Anderzijds kunnen deze wegen ook wel eens wat saaier zijn en dan spelen al gauw de gekste liedjes in je hoofd. Een greep uit het repertoire verscheen daar door een duidelijke reden: ‘Have you ever seen the rain’, ‘Like the deserts miss the rain’, ‘Another one bites the dust’; aangezien het (tot vandaag) al langer geleden was dat ik regen had gezien dan dat ik Laura nog had gezien. ‘Jan Zonder Vrees’ van Spring zat (gelukkig maar) één dag in mijn hoofd (bedankt VRT om hier een artikel over te posten…). ‘De Vriendschapsband’ dook ook ineens op door welgekende reden (merci Mattijs & co). ‘Total eclipse of the heart’, geen idee waarom… En dan de gekste van allemaal: Jimmy B met ‘Zo macho’. De eerste die hier voor mij een parodie ‘Zo Nacho’ van maakt krijgt van mij bij terugkomst een lekker Karmelietje!

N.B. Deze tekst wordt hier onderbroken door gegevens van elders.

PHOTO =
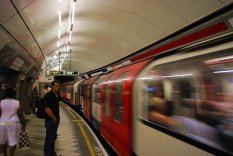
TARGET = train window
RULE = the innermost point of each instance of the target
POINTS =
(96, 90)
(107, 95)
(192, 96)
(118, 100)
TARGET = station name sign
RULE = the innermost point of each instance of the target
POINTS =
(63, 72)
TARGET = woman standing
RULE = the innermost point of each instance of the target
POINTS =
(11, 122)
(35, 99)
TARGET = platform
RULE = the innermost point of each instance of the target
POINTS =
(75, 138)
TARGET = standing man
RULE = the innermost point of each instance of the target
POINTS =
(52, 118)
(44, 91)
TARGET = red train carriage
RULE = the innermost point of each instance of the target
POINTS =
(86, 92)
(116, 90)
(64, 90)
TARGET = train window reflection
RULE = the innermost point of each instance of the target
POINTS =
(118, 101)
(107, 95)
(193, 97)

Als het binnenrijden van Istanbul te vergelijken viel met een zondagochtend op de Brusselse ring, dan was het uitrijden van Istanbul een maandagmiddag waarbij de pechstroken soms verdwenen. Geen aanrader. De 15 miljoen mensen in Istanbul worden nog eens vergezeld door enkele miljoenen in de steden daar net buiten. Als je dit optelt met de bevolkingsaantallen van de andere steden begrijp je al snel dat de rest van het land tamelijk leeg is. Gelukkig werd ik die mooie dag (tot 25°C!; vrij abnormaal voor de tijd van het jaar) voor een groot deel vergezeld door Ömur, wiens zus we onderweg ook even kort ontmoetten bij een Turkse koffie. Ömur’s moeder lijdt aan ALS, en wanneer hij me vertelde “The worst thing is that I cannot remember her voice” moest ik toch even slikken.

Roken als een Turk was voor mij altijd een uitdrukking maar het is nu duidelijk dat dit niet gelogen is. Wanneer je hier zegt dat je een niet-roker bent word je al gauw vreemd bekeken (dit was in Roemenië ook het geval). Na het verlaten van een theehuis, waar ik wel eens toevlucht toe moest zoeken om op te warmen, stinken je kleren weer zoals ze zouden ruiken na een avondje uit in België 10 jaar geleden en heb je het eerste uur het gevoel dat de tabaksrook zich heeft vastgehecht aan je neusharen.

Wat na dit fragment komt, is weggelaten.